Renovação.
Olhou-se
no espelho. Não era nem magro e nem definido. Tinha o corpo na proporção certa.
Podia se dizer que algo o preocupava, mas compreendia que não deveria se
abater. Passou lentamente a mão pelo peito liso descendo até o sexo. Introduziu
os dedos entre as coxas acariciando os testículos cujos pelos se eriçaram. Uma
pequena ereção se formou ao contato da própria pele. Abruptamente fechou a
porta do espelho e entrou no banheiro. Tomou um banho de quarenta e cinco
minutos.
Uma
hora depois estava encostado no balcão da boate saboreando uma cerveja. A
movimentação era constante. O som alto. A pista estava cheia. Nisso ao virar o
rosto para o lado percebeu dois olhos fitando-o. Não se importou. Acabou a
bebida e se dirigiu para a pista de dança. Entregou-se à batida acelerada da
música freneticamente. Aos poucos foi se sentindo leve, seus braços e pernas
não o obedeciam, era tocado por mãos desconhecidas, empurrado, às vezes
abraçado, os audaciosos acariciavam seu sexo por cima da calça ou era beijado.

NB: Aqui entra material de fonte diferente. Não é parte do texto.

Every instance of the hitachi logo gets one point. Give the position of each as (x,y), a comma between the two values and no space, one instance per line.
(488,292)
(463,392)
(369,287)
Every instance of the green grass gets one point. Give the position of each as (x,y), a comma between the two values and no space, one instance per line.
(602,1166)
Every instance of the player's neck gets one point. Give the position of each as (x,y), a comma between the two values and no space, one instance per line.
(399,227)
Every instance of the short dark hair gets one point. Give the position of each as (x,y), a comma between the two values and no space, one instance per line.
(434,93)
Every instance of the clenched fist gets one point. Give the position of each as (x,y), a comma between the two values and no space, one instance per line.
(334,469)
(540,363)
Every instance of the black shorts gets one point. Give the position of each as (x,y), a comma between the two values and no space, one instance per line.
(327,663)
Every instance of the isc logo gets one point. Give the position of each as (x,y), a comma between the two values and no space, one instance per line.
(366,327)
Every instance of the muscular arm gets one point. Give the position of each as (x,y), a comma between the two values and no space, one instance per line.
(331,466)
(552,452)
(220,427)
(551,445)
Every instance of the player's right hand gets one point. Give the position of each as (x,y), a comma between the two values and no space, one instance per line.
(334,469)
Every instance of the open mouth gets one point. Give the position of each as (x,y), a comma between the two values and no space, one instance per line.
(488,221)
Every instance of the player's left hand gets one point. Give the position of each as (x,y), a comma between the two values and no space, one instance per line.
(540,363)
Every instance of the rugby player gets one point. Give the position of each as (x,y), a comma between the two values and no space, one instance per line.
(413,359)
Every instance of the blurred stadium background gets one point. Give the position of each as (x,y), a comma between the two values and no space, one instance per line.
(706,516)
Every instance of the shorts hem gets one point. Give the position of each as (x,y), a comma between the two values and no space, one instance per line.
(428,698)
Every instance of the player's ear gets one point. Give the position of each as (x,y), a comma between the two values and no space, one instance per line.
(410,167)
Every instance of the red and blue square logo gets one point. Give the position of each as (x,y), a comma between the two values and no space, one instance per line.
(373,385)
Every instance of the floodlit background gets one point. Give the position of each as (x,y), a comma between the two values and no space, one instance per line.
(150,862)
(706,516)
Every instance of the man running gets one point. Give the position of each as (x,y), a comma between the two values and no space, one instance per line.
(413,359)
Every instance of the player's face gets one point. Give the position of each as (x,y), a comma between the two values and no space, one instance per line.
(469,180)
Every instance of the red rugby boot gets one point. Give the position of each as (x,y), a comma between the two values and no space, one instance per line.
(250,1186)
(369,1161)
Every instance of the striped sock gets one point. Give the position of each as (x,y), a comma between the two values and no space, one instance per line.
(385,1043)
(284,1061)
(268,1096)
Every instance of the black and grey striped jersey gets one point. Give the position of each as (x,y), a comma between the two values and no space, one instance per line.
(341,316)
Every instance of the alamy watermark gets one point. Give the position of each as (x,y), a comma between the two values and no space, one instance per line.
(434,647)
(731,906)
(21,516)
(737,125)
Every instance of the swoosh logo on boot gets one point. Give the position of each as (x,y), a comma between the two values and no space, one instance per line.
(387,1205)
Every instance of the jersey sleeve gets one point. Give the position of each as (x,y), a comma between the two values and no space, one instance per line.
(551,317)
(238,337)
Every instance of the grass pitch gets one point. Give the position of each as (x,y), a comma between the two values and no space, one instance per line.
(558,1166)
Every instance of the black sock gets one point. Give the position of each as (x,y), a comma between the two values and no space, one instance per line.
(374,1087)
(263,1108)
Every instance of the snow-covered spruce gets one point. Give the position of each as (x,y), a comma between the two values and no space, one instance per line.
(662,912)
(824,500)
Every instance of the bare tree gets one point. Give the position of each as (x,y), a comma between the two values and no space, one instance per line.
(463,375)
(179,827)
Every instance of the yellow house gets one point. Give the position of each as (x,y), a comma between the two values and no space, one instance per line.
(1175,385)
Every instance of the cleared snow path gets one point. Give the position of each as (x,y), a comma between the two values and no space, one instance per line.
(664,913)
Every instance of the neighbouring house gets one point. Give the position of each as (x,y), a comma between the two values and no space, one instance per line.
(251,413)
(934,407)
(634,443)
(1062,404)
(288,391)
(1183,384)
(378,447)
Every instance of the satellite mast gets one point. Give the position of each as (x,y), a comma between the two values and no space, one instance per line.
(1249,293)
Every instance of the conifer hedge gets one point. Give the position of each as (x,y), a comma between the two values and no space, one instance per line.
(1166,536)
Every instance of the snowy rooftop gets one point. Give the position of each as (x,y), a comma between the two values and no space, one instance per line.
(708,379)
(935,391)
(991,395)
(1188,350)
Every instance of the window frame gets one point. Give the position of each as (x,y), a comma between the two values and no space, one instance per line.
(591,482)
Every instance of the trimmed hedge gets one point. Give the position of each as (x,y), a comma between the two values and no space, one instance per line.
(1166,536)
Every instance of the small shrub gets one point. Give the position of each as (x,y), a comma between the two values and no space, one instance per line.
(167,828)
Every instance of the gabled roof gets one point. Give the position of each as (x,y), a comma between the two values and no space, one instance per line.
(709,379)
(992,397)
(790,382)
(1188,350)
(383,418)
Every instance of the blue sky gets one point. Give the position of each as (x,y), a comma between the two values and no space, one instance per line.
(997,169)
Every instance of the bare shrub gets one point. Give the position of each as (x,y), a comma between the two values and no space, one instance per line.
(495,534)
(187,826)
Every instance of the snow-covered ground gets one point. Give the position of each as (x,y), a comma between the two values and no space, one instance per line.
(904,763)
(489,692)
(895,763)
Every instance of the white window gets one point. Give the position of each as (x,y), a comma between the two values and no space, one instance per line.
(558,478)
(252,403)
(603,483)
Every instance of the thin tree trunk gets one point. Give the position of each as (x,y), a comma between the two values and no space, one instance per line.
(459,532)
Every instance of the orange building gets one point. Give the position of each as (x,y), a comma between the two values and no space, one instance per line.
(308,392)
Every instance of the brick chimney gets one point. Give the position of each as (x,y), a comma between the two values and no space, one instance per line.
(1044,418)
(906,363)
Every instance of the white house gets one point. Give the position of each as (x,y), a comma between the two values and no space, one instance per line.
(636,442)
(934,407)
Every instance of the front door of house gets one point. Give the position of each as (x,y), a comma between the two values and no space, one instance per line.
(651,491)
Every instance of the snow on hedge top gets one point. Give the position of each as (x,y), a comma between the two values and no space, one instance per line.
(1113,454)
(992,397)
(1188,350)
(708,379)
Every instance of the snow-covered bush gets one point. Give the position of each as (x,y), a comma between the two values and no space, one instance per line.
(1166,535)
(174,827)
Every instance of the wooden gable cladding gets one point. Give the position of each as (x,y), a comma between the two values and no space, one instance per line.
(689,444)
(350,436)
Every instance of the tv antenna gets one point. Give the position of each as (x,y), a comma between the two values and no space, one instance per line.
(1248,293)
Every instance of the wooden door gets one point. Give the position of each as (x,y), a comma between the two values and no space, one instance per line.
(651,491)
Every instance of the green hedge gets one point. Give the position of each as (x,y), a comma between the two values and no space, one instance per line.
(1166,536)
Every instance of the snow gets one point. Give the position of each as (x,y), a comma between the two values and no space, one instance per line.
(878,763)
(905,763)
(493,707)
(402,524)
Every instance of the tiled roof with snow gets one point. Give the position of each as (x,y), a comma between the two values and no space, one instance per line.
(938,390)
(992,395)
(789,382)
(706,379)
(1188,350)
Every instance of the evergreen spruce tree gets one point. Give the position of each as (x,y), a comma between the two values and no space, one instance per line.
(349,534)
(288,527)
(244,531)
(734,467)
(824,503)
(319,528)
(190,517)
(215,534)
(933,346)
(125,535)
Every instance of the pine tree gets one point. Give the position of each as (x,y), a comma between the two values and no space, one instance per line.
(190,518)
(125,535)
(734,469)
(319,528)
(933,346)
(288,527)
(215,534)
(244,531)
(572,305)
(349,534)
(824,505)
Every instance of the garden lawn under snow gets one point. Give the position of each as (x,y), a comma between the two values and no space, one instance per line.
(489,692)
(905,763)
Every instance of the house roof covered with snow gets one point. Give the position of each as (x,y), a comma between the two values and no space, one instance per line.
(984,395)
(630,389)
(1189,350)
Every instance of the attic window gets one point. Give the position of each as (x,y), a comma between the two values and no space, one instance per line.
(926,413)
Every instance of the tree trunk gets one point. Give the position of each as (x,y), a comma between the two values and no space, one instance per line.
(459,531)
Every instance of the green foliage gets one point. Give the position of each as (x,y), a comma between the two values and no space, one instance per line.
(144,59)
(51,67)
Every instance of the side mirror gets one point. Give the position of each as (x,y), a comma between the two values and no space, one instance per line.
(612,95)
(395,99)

Nada o importunava. Queria dançar apenas. Num dado momento viu o rapaz que o
fitava agora a pouco a sua frente, foi instantâneo, retribuiu o sorriso, mas no
instante seguinte não estava mais a sua frente. Procurou com os olhos num giro
lento e não encontrou. Saiu da pista.
Encostado novamente ao balcão tomava
lentamente a cerveja. Gostava de observar a movimentação. Eram homens de todos
os tipos, coroas, magros, gordos, jovens, mulatos, afeminados com suas
exuberâncias exageradas, travestis, uns somente com short bem curto, outros de
terno, mascarados com o rosto pintado, todos a procura de diversão ou apenas
estavam ali por estar como ele. De repente, a poucos metros dele estava o rapaz
que o encarava. Olhando um para o outro sorrindo. Não se mexeu. Queria que o
rapaz tomasse a iniciativa, mas nisso surge um bando de homens rindo e falando
alto se interpondo entre eles. Quando eles passam não vê mais o rapaz.
Paga
a cerveja e resolve ir embora. Já estava quase na saída quando é puxado para
traz e seus lábios colam a outros lábios. Uma onda silenciosa o invade. Mesmo
com os olhos fechados sabe que é o rapaz que o paquerava. Ao mesmo tempo um
pedaço de papel é posto em sua mão. Enfia no bolso da calça.
No
aconchego do apartamento, abre o papel com um número de celular e embaixo um
nome: Anjo. Ao ligar ouve uma voz melodiosa dizer:
-
Já estou indo.
Assim
que desliga ouve um farfalhar de asas e a campainha toca. Abre a porta. Anjo o
empurra para dentro dando lhe um beijo apaixonado.
No
dia seguinte deitado no peito dele, Anjo lhe diz:
-
Obrigado, você me salvou, e duas lágrimas escorem pela sua face.
E
desaparece lentamente. Ele sorri feliz e abre o papel em sua mão e vê o número
do seu celular e embaixo um nome: Anjo. Vira para o outro lado e continua
dormindo.
Em
algum canto da cidade uma criança chora ao nascer.